After a moment the big man lowered the gun. He looked at me, moving his head slightly as if trying to catch a glimpse of me in a different light. Something about him struck me as strange, though I couldn’t put my finger on what it might be.
Rat-face reappeared raggedly from the hallway and started squawking, hungry for blood. “Say adios to your brain, motherfuck,” he snarled, and my head was suddenly knocked forward as he jammed the barrel of his gun into my neck.
“Ain’t no call for that,” the big man said mildly. “Leastways not until we find out what he wants.”
“I want to know if anyone saw someone go upstairs since last night,” I said, trying to avoid looking at the man’s flashing head. I thought I could hear it blinking on and off like a turn indicator.

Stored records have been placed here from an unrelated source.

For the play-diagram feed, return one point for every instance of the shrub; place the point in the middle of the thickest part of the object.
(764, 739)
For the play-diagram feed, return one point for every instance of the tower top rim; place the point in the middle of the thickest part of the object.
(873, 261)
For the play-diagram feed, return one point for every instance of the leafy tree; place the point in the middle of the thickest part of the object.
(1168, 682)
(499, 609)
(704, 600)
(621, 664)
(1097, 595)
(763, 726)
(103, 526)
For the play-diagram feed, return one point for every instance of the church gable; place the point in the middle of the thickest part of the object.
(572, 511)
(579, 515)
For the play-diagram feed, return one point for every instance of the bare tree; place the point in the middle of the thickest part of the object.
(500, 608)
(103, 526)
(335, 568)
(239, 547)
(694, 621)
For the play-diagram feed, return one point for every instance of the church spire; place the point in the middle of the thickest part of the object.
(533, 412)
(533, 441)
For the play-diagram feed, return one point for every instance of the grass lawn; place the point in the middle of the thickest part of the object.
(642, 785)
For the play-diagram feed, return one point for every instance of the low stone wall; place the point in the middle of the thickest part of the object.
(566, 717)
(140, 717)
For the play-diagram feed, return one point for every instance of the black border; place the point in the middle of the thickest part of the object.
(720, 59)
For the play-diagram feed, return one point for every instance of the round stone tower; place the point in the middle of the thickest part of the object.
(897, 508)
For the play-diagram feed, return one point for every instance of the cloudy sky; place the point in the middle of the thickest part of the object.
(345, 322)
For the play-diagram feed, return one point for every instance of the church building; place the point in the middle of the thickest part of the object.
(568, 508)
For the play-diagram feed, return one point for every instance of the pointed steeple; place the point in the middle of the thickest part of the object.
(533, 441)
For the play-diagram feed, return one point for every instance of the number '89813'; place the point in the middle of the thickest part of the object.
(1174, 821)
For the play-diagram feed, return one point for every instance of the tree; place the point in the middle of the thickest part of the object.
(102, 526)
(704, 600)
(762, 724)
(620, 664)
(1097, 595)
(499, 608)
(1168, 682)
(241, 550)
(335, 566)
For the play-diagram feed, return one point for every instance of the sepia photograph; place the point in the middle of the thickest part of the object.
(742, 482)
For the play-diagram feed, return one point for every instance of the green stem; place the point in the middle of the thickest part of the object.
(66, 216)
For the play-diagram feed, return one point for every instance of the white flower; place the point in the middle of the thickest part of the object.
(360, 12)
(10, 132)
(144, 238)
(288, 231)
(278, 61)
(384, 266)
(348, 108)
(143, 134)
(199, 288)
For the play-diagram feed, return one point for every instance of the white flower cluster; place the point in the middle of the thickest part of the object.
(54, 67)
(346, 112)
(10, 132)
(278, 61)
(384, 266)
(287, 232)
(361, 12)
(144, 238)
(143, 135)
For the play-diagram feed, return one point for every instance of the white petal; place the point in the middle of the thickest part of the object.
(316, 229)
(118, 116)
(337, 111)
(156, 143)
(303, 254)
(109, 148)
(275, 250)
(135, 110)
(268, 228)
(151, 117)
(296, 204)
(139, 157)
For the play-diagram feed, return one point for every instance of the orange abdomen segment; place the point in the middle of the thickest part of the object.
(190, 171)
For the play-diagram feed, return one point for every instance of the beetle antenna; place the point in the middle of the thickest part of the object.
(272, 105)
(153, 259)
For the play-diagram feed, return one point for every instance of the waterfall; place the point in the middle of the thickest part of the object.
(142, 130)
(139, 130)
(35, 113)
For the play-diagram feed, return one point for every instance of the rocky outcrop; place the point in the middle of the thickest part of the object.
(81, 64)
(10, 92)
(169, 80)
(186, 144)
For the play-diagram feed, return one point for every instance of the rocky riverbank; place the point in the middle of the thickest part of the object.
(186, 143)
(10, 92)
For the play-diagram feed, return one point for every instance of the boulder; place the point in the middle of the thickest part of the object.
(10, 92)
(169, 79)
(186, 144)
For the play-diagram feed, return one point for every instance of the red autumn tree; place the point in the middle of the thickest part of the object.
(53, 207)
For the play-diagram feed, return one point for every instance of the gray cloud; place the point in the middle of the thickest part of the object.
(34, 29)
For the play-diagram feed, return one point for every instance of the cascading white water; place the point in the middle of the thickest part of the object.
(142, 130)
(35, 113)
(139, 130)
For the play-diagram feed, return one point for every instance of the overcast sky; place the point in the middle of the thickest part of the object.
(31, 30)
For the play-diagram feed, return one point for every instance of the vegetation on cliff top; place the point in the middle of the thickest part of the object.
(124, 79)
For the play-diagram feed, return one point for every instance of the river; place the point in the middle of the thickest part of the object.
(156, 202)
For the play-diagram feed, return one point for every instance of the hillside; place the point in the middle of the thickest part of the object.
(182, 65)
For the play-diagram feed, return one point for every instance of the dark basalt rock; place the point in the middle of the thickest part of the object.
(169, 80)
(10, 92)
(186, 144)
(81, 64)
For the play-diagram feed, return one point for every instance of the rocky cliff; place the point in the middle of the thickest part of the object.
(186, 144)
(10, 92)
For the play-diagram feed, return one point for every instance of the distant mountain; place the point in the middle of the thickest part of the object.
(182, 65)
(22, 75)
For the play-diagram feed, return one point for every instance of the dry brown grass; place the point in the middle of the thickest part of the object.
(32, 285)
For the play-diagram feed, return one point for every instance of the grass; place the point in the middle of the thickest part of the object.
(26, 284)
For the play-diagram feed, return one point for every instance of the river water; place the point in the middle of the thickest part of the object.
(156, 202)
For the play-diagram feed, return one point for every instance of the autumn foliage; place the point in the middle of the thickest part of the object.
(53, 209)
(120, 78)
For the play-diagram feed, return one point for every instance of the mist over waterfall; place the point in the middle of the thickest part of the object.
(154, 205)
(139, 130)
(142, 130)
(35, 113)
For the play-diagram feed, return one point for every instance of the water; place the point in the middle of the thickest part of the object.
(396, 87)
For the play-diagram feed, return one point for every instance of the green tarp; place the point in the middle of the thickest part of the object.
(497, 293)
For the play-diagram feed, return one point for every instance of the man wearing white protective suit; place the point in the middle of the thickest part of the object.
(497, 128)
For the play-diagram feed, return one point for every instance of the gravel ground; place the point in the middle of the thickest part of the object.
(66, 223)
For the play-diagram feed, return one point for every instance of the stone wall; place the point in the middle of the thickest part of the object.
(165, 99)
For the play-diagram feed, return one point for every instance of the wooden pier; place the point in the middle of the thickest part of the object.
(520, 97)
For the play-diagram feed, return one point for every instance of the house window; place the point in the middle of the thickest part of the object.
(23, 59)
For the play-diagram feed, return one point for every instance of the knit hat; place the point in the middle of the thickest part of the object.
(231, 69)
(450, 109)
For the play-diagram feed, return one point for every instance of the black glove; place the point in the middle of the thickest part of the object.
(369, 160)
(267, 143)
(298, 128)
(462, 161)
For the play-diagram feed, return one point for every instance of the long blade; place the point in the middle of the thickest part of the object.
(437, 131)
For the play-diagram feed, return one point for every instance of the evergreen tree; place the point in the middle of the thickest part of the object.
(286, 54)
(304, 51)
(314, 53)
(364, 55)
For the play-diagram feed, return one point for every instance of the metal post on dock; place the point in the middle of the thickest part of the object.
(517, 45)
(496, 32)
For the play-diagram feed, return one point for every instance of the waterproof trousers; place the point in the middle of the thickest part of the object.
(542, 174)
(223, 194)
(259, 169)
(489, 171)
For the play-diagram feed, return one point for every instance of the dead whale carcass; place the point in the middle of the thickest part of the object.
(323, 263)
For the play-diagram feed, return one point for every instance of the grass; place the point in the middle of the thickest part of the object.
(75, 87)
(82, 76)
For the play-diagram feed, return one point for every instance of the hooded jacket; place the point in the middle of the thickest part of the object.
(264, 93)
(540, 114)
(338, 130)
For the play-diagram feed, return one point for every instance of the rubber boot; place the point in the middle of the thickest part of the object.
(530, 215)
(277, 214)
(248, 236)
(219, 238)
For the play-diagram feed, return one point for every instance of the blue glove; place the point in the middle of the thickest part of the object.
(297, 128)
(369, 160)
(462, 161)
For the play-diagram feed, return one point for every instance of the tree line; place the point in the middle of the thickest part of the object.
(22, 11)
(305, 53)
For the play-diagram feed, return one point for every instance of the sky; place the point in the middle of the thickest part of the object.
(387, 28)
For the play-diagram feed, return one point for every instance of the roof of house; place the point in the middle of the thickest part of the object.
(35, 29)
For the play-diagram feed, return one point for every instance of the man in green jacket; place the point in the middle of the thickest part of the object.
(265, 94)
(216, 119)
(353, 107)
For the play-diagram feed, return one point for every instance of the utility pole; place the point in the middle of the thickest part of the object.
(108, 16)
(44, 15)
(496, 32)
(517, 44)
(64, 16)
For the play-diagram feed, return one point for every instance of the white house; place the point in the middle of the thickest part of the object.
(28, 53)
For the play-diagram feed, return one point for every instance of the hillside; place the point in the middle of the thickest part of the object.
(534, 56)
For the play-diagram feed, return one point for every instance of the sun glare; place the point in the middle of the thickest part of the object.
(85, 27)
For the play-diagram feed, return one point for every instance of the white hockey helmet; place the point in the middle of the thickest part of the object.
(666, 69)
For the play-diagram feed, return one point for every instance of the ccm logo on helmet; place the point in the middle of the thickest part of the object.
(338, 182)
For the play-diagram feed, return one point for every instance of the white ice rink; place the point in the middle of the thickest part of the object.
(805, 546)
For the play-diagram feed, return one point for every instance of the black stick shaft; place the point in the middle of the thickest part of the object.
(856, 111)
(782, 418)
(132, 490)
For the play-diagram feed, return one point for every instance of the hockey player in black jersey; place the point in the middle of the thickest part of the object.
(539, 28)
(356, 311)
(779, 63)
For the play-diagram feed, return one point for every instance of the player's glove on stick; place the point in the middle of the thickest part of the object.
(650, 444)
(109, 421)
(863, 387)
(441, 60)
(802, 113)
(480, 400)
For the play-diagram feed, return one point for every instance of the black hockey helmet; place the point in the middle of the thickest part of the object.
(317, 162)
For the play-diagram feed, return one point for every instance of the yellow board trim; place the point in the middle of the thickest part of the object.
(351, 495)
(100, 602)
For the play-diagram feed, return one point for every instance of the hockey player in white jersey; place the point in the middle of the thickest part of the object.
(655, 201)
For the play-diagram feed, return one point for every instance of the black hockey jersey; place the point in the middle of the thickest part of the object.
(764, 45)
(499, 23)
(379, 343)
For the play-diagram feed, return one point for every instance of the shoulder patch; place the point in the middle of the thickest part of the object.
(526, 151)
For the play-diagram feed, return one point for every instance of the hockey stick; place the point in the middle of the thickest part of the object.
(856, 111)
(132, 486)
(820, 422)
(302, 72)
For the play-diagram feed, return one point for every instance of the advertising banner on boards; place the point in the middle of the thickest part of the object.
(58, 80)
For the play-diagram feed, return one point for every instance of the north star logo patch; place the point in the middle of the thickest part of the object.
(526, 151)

“Well?” the big man said, raising his eyebrows at the other two men, Rat-face and his friend. In variously bad tempers but with apparent sincerity, the men denied having seen anyone. The big man looked back at me. “This be anything to do with the dead dude in the hallway?”
“Yes,” I said. “And who the fuck are you?”
“No one in particular,” the big man said, “Just passing through, doing a little deal with my new friends here. I ain’t seen anyone either, and I didn’t recognize the bag of bones lying downstairs. You want him, you can find the body in the bins behind the back of Mandy’s Diner out on the edge.”